I am responding to the article ‘Oxford must improve its approach to mental health’ [28th November].
I am someone with a central diagnosis of borderline personality disorder, which is arguably the most difficult to treat of all mental disorders. I can empathise with the author’s frustration at the mental health services provided by the NHS. My frustration, however, is a direct consequence of under-funding and is not directed at the doctors providing my care.
The author of the article relays a disheartening experience at the Jericho Health Centre, for which I was sorry to read. The Jericho Health Centre, specifically Dr. Leaver, oversees my care with a consultant psychiatrist, Dr. Merson. I owe my life to the care of Dr. Leaver, who took on my case following seven suicide attempts around a year and a half ago (not that I recommend waiting until such events to talk to a medical professional). Both Dr. Leaver and Dr. Merson have supported me and informed me in making my own decisions about my treatment. And I have flourished under their care. Moreover, I have found that Dr. Leaver’s Practice is integrated with my college (St. Anne’s) such that I have never experienced problems with requesting and obtaining extensions for my course.

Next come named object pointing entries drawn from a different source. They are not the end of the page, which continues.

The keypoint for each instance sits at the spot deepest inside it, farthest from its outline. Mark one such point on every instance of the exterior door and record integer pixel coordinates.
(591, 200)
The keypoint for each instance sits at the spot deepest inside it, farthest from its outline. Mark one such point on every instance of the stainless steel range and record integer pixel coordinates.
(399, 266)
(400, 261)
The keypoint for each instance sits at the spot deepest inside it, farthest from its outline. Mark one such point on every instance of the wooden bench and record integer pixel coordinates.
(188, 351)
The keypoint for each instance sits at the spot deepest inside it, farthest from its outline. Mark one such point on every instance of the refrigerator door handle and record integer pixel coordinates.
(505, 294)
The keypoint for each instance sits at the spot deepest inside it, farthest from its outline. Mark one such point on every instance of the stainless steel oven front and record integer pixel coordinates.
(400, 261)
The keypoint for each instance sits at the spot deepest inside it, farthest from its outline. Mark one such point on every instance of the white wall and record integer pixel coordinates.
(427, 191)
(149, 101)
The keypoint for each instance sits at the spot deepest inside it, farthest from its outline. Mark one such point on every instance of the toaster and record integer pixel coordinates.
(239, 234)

I write this to you to encourage students facing mental health problems, whether diagnosed or not diagnosed, to see a medical professional. It saved my life. It is my opinion that the article to which I am responding will actively discourage students from accessing NHS services. The NHS is underfunded, especially compared to other developed countries like Canada, but in my experience the people working in the NHS here in Oxford are exceptional. I was a carer growing up and as such I co-ordinated the mental health care for a parent over a decade. I have met with over 15 medical professionals and none of them are as good as my GP or my psychiatrist in Oxford.
Finally, I am aware that Dr Leaver’s Practice both gives talks to incoming students explaining how to access services and collaborates with the Student Mind Ripple Campaign. This work is not funded by the NHS. These GPs go over and above what anyone would ask of them.